Come on now, just because I think that I can possibly get better than a net return of maybe 2% per year on my money, doesnt mean I have my head in the clouds. Money sitting idle is wasted money in my opinion. I dont think comments like that are very helpful


----------



## sinbadfury (20 Feb 2007)

bacchus said:


> payable on the date that rent is first received from the property



How is this enforced/collected. Do you give a date when you register as landlord, letter in the post, will solicitor want it when drawing up tenancy contracts? Is i up to you to be honest and send a cheque in?
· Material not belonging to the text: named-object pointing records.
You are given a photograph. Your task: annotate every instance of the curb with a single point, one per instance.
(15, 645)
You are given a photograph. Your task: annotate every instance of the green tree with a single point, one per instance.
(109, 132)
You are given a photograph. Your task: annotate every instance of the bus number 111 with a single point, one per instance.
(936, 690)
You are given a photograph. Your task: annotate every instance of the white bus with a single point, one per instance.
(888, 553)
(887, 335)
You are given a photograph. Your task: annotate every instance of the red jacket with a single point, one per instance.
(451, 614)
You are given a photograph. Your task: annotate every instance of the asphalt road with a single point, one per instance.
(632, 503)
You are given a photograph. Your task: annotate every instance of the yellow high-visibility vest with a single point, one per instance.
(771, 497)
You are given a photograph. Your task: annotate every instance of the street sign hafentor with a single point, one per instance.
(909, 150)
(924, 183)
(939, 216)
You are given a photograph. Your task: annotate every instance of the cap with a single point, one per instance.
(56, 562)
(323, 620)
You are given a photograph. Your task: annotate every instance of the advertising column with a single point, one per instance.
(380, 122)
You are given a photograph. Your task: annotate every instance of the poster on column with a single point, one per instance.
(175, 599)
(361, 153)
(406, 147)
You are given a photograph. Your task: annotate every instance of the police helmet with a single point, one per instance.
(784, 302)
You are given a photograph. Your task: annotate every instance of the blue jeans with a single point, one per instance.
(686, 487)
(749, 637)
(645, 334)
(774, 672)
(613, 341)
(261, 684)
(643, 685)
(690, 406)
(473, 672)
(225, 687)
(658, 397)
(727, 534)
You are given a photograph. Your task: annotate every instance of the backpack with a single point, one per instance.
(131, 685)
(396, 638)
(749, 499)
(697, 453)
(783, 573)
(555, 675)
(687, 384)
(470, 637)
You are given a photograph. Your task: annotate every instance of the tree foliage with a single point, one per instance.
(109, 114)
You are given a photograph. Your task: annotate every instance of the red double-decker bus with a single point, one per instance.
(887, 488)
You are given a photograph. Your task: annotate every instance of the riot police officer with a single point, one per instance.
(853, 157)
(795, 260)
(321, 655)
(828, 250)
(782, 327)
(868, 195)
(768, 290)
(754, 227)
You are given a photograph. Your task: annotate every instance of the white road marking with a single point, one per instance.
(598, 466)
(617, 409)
Just from a cashflow point of view while getting started thats all.


----------



## ClubMan (20 Feb 2007)

The _SD _clawback is basically self assessed/declared. But be aware that _Revenue _may also come looking for it if one does not correctly self assess:

Revenue acts on abuse of stamp duty relief


----------



## sinbadfury (20 Feb 2007)

OK then, that seems to answer my concerns over my situation. 

Just for the record, I would agree with the revenue in this case, as I can imagine that there is a huge amount of this avoidance happening around dublin in the last 5 years.

I myself, fell into the 'looking for info' category. Now that I have all the facts, I will be adhering to the rules if I decide to keep the apartment. There really is no escape is there.


----------



## ClubMan (20 Feb 2007)

sinbadfury said:


> I can imagine that there is a huge amount of this avoidance happening around dublin in the last 5 years.


Evasion actually. Whether by accident (through ignorance of the rules) or design.


----------



## TTV (20 Feb 2007)

Maybe the OP follows the Kent Brockman school of thought (couldnt resist)..


----------



## sinbadfury (20 Feb 2007)

ClubMan said:


> Evasion actually. Whether by accident (through ignorance of the rules) or design.



My bad, thats what I meant.


----------



## bacchus (20 Feb 2007)

sinbadfury said:


> Money sitting idle is wasted money in my opinion.


 
but money badly invested could be much worse as you could loose it all.

It's like people blindly stating that renting is wasted money... What the difference between rent and interest on mortgage?


----------



## bacchus (20 Feb 2007)

sinbadfury said:


> How is this enforced


 
Many ways.... 
A simple one if that landlord need to register tenancy with PRTB if you want to be able to offset  mortgage interest on rented property.
Another one is that tenant will/may claim tax relief on rent and therefore will notify revenue.


----------